This study compares the efficiency of three lumped and one distributed models to simulated flood magnitude, timing and spatial coherence. The objective function used for calibration is Kling-Gupta efficiency (KGE). The results show that models tend to underestimate flood magnitude and not always simulate well flood timing. The authors conclude that using KGE for calibration has limited reliability for flood hazard assessment.
In general, the topic fits scope of the journal and will be of interest for the readers. However, the manuscript in its current form (after the revision) will still benefit from a more thorough revision. The main critical points (in my opinion) are:
1) The formulation and justification of the novel scientific contribution is still not clear. The review of previous studies in the Introduction indicates that “…to achieve further improvements in flood peak simulations, a broader range of application-specific evaluation metrics is typically required.” (l.29-30, l.23-24). I agree with such formulation of current research gaps, but it is not in line with the objective function tested in the manuscript. If one would be interested in flood magnitude, timing and spatial connectivity, why one should use KGE for calibration? How does it account for such specific evaluation metrics, i.e. flood seasonality or spatial coherence?
2) The title is misleading.
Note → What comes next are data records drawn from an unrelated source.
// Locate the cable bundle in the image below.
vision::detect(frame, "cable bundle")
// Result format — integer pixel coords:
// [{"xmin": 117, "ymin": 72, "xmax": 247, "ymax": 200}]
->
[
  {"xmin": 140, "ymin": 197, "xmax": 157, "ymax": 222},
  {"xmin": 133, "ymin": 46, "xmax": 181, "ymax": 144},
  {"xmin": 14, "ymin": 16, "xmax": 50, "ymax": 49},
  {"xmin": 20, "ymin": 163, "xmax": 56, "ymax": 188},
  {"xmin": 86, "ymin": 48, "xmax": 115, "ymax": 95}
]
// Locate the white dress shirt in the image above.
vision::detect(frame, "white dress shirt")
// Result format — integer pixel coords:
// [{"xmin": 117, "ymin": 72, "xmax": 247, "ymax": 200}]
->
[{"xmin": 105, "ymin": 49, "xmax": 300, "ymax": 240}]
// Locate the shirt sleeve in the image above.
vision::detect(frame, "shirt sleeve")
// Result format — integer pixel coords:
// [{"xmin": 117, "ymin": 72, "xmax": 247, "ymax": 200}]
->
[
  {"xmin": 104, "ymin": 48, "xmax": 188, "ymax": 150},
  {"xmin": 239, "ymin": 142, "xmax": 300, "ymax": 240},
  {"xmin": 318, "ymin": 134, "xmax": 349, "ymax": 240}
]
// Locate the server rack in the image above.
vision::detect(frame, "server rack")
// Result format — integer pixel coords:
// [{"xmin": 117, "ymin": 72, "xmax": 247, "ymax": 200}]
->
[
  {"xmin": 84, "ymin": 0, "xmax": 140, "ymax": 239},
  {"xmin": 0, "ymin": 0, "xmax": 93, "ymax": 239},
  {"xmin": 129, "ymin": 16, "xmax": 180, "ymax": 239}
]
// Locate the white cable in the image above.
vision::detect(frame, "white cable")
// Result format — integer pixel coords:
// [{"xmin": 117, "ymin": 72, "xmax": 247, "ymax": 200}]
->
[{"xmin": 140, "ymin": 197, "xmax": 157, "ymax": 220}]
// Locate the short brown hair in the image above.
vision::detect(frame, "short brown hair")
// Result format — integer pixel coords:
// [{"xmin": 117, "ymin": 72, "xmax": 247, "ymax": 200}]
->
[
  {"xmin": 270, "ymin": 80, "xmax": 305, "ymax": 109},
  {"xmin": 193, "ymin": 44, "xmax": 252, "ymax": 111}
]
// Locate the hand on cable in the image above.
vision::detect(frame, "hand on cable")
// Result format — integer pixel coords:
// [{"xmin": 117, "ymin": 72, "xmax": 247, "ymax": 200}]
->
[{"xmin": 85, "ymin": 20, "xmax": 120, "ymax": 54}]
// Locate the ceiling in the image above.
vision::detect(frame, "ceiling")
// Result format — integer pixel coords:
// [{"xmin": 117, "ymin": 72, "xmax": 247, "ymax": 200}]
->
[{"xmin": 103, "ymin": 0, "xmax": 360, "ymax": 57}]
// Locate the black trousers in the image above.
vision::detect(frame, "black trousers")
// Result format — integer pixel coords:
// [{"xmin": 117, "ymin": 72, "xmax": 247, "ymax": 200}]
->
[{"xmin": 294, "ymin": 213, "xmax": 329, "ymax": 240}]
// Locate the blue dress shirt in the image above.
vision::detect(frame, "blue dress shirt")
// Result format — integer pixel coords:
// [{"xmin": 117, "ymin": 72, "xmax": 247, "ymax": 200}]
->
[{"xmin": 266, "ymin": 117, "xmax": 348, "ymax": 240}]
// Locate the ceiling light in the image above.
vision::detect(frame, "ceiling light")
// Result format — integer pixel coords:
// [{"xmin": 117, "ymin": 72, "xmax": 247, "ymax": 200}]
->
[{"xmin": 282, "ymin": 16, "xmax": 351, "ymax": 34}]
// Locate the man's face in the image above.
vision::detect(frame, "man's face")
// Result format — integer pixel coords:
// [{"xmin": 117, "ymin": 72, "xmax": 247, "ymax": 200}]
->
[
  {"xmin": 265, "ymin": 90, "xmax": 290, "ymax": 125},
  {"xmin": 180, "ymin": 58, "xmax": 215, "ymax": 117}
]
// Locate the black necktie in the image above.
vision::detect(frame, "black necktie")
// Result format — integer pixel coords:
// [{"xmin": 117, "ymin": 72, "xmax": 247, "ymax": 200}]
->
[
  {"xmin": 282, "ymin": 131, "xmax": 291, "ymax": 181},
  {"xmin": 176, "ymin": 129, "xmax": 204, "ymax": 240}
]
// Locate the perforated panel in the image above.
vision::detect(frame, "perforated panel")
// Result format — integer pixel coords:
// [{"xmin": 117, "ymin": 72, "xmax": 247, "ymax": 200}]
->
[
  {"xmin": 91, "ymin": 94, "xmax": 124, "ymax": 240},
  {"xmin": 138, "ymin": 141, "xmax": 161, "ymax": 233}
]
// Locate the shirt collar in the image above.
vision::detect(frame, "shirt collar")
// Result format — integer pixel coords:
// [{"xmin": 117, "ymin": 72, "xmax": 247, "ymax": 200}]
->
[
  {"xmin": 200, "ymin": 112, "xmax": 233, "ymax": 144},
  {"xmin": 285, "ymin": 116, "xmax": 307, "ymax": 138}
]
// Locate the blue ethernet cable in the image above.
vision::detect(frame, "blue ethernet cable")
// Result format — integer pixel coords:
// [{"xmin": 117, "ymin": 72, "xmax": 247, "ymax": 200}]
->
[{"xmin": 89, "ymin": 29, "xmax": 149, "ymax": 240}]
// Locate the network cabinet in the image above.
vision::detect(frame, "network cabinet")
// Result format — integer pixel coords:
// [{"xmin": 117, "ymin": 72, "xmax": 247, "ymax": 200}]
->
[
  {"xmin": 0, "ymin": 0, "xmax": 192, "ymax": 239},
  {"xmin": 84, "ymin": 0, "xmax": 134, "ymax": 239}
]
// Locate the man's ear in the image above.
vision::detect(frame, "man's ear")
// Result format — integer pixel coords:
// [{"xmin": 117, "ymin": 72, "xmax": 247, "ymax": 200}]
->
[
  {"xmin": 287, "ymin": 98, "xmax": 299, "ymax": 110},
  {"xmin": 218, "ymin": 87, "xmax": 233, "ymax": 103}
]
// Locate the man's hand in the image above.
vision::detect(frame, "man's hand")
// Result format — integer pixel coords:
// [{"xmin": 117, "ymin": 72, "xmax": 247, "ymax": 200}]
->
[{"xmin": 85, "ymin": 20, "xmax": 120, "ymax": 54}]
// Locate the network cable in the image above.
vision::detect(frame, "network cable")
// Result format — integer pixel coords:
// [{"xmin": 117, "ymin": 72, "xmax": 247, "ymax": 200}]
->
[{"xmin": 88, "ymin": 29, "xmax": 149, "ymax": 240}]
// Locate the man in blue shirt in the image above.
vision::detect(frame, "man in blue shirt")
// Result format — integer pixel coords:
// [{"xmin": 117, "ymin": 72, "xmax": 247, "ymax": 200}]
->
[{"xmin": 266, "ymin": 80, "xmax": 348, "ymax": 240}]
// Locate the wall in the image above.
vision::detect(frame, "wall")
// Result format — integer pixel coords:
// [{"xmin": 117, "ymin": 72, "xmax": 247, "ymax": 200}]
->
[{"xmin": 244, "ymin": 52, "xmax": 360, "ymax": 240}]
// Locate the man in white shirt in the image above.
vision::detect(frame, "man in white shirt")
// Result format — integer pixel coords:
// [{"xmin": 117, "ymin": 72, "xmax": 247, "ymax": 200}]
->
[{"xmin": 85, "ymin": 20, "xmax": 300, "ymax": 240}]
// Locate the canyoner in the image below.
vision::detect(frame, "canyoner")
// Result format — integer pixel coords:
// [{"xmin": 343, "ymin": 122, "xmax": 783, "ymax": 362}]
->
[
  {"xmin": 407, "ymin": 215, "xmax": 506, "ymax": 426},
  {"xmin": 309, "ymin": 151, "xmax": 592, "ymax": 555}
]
The main message of the paper, in its current form, is about the value of KGE for calibration of hydrologic models (if flood impact assessment is the main purpose). There is no assessment how the models describe and simulate different flood generation processes and which factors control their performance. So based on presented results it is difficult to interpret to what extent and how are the selected models suitable for flood impact assessment. The results are more about the accuracy of selected way (i.e. using lumped models, KGE for calibration, etc.).
3) The significance of the results is not clear. I’m not sure if for practical applications, a lumped model will be used or should be recommended. Perhaps a consistent assessment/evaluation of the difference between lumped and distributed type of models will be interesting (e.g. for HBV and mHM).
4) The design of the experiment reads more as a collection of available analyses and not results from initially clearly defined research question/hypothesis. I agree with previous reviews that using different time periods for calibration and using different model input datasets can have some impact on the results and the interpretation of results (including individual catchments) will be more consistent if the same data and time periods will be used. The authors claim that both datasets describe the observed climate, but are they identical also for individual extreme events?
5) The methodology is not rigorously described. It will be very difficult (if even possible) to reproduce/repeat the presented analysis (based on given information). Numerous information is missing, e.g., how the initial values were set, what were the ranges of calibrated model parameters and parameters of automatic calibration algorithm. It will be interesting to present, e.g. in appendix, the final model parameters and efficiencies for individual catchments. This will allow to assess the interpretation made.
6) I think that comparing lumped with distributed models can bring some more interesting results than are presented in its current form. What is the impact of lumping on the results? Are the differences in model efficiency related to the size of the basin? I would expect that using lumped models in larger catchments cannot describe well floods from convective rainfalls.
7) As a reader, I would be likely more interested in seeing where (in which catchments and why?) the models work well, rather than to conclude that in general they underestimate magnitude or do not represent well the timing or spatial patterns. So presenting some deeper analysis of the factors controlling the performance will be helpful and interesting.
1) Abstract, l.13: “…models calibrated on integrated metrics such as …have limited reliability…”. This is a general conclusion which is not supported well with the presented results. I would suggest to remove “such as”. I think if one combines flood magnitude, seasonality and spatial coherence into an integrated metrics (objective function) for calibration, the results can be different.
2) Data. I like the assessment based on large dataset and subsequent split/grouping of results into some relevant groups of catchments. It is however not clear how are flood generation processes (e.g. flood types) linked with selected groups of regimes? If the objective is about the suitability of models to represent floods (magnitude, seasonality, …) it will be interesting to see results for different flood generation mechanisms, i.e. how or if the models differ in simulating snowmelt floods, or floods from convective rains, etc.
3) Forcing. Which version of Daymet is used? Why not to use only one dataset for all the models?
4) The term “event”: By using term flood event, do you mean day of the flood peak? The same for precipitation. Is the event precipitation representing mean daily precipitation for the day of the peak? Some flood events (e.g. from snowmelt) can last several days. How sensitive/representative are the characteristics extracted only for the day of the peak?
5) Beta model parameter (l.170). It will be interesting to present model parameters for individual catchments, because otherwise the interpretation made reads more as speculation (it is not justified by presented results).
6) L.218-219. In my opinion HBV model can describe the surface runoff. Conceptual it is represented by the outflow from the upper reservoir (describing by k0 model parameter).